Buddhist community members and monks had to be convinced that the catch-and-release fishing did not hurt the fish or provoke the anger of the river. Sport fishing itself, in which tourists hook the fish in the mouth and pull it from the water for a quick photograph, did not square with Buddhist beliefs. “It’s difficult for the monks to see the fish removed from the river or stressed in any way,” says Liebert. “We did explain that the fish has no nerves in its mouth, which is made of cartilage. The issue of harm arises less from the hook itself than from hauling the fish close to shore. That’s why for every two people there is always one guide who is responsible for expertly handling the fish and returning it to the river.”

A 26-year-old Buddhist monk named Gantulga proved instrumental as well. Assigned to the project by the Mongolian equivalent of Tibet’s Dalai Lama, he helped communicate traditional cultural and Buddhist beliefs about conservation to local communities.

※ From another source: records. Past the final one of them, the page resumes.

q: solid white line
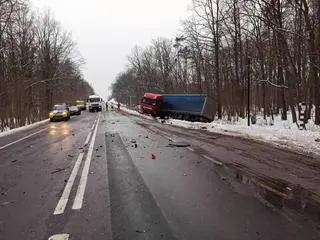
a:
[53,153,84,215]
[187,147,194,152]
[202,155,222,166]
[84,119,97,146]
[49,233,69,240]
[0,128,47,150]
[72,114,100,209]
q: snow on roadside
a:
[0,119,49,137]
[112,99,320,155]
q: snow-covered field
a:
[0,119,49,137]
[108,100,320,155]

As one of a younger generation of Mongolians, Gantulga was open to the dialogue. “The monks I worked with are a dichotomy of old and new,” says Liebert. “They use multiple cell phones, yet are a storehouse of traditional values and beliefs. They have adapted their outreach to a changing world.”

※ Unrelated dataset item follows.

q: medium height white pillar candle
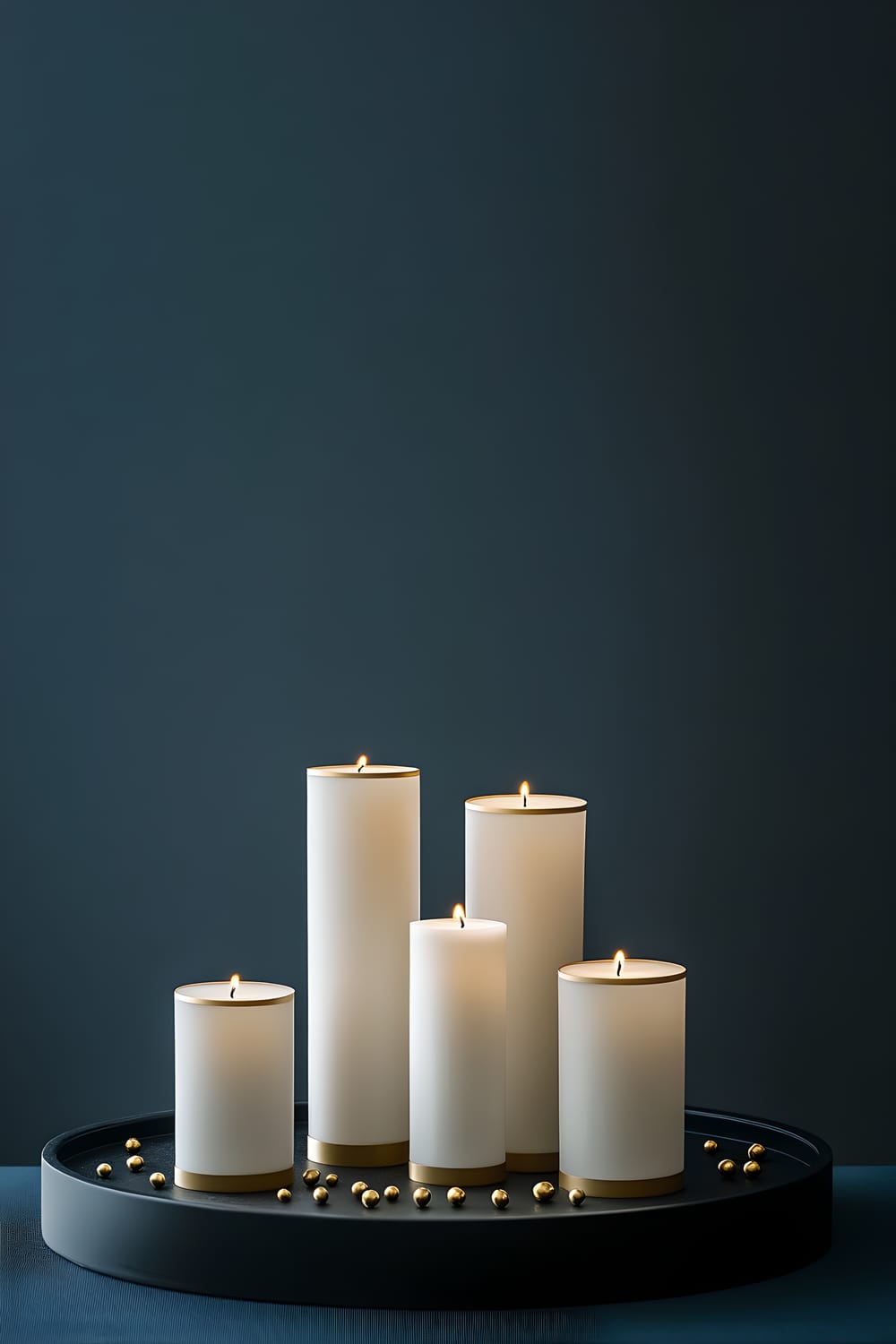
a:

Mr. Erdenebat, director of the Taimen Conservation Fund, noted that because Liebert lived in the Mongolian countryside for five years, his respect and understanding for the culture facilitated that dialogue. “He knows the Mongolian way of life and tradition better then many Mongolians who have grown up in the city,” says Erdenebat. “He is a good advisor and the success of the project is the result of his hard work.”

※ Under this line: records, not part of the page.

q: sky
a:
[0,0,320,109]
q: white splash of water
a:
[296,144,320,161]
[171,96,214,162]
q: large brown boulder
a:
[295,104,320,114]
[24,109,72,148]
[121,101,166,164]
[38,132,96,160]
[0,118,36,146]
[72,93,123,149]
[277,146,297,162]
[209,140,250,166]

As an added incentive, project planners established a third-party nonprofit organization that will accept donations from Western visitors to help restore Gandan Monastery in Ulaanbaatar. Construction, which began last spring, is considered the first step not only in rebuilding the monastery, but also in generating buy-in from the local community. The reconstruction of the monastery establishes the credibility of the project, and represents a commitment to respecting traditional cultural values, says Liebert.

“Buddhism was banned under Mongolia’s communist rule,” he explains. “It’s now witnessing a tremendous resurgence, and rebuilding a monastery is both a symbolic and a practical gesture of great significance. It’s an effort that also connects the activity of catch-and-release fly-fishing with beliefs that are proconservation. It happened to be a very powerful argument.”

And perhaps there is no better testament to how well the Mongolians think of Liebert than the small ceremony that occurred one day after he had helped a ranger tag a taimen. Before each fish is released back to the river, they are given a name to show respect and gratitude.

“There’s now one named Jeff,” says Liebert, with a laugh. “It’s out there somewhere, hopefully, and will only have to endure a few nonlethal games of pull and tug with some tourists throughout its life. That’s a small price to pay for the survival of the species.”